Trespassing on Einstein's Lawn (16 page)

“Even so,” she said, “I think it's time you consider a more sustainable plan.”

She was right, of course. I couldn't learn physics in the coat room forever. Luckily, I
did
have a plan. “I'm thinking about going back to school,” I announced. “There's a program in the philosophy of science at the London School of Economics. Nick Bostrom went there. He says we're probably living in a computer simulation, and he hangs out on John Brockman's website. Not that Brockman's website is the simulation.
This
is.” I waved my arms in the air to indicate our kitchen. “At first I was thinking, if everything is a simulation, what's the point of grad school? But I don't see how simulated learning can be anything other than actual learning, right? Anyway, I suspect the whole thing is an invalid argument because it presupposes a view from outside reality.”

“You're moving to London?” my mother asked.

“
Simulated
London,” my father corrected her.

“But we'll miss you,” she said. “And our phone bill is going to be outrageous.”

Ever since I had moved to New York my father and I had replaced our nightly kitchen-table cosmology talks with phone calls that ran on for hours.

“We'll switch to email,” my father said.

“What about Cassidy?” she asked.

I gave her a sheepish grin.

“Oh, no,” my mother said. “I told you when you got that dog that we were not going to end up taking care of it. I am
not
going to have dog hair all over my furniture. I am
not
going to be picking up poop.”

“
Simulated
poop,” my father said.

“There must be philosophy of science programs in the U.S.,” said my mother.

“Sure,” I said. “But there's no evidence that they lead to Brockman.”

“And you need him because …?”

“So he can be our agent.”

“For?”

“For the book we're going to write when we find the answer to the universe.”

“Can't you just call him when the time comes?”

I laughed at her adorable naïveté. “Um, no. You can't just
call
John Brockman. Do you know what you get if you go to the website for his literary agency? A blank page that says ‘Brockman, Inc.' That's it. There's nothing to click on! It's so badass.”
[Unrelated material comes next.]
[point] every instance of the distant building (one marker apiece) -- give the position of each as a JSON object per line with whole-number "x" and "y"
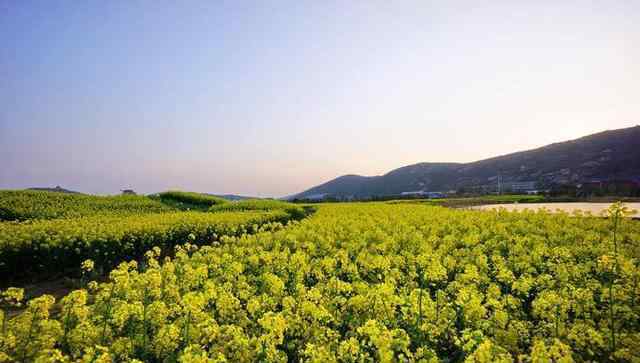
{"x": 518, "y": 187}
{"x": 417, "y": 192}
“So you're going to move to London so you can go to school in the hopes that for some inexplicable reason it will lead you to an agent for a book you haven't written about an answer you haven't found.”

I nodded. “Exactly!”

I looked over at my father. He grinned.

My mother threw up her hands. “Well, at least you have a plan.”

Later that night, having trouble sleeping, I wandered into our physics library. It felt good to be back in that room, warm and homey with its broken-in leather couch and the spines of countless books painting brightly colored stripes across the walls. It was comforting, being surrounded by all that wisdom. I noticed that my father had added a new bookcase, and I wondered, as I always did, when he found time to read so many books. I knew his job didn't afford him many spare moments, and it was dawning on me that he was using all of them to pursue our strange mission. That this wasn't just a hobby for him. Despite his mellow, Zen-like demeanor, the appearance of that bookcase betrayed an urgency. A hunger. This thing
meant
something to him. Of course I had always known that, but there was something about seeing it rendered in rich mahogany that gave it weight—not only the weight of the wood or the tomes on its shelves, but the weight of his ambition, an ambition
that was now my inheritance. I wanted it to add up to something. I wanted to earn his words, the ones he had leaned in to tell me all those years ago in the Chinese restaurant, to prove to him that he had chosen well when he chose me to be the heiress of his secrets, the beneficiary of everything and of nothing.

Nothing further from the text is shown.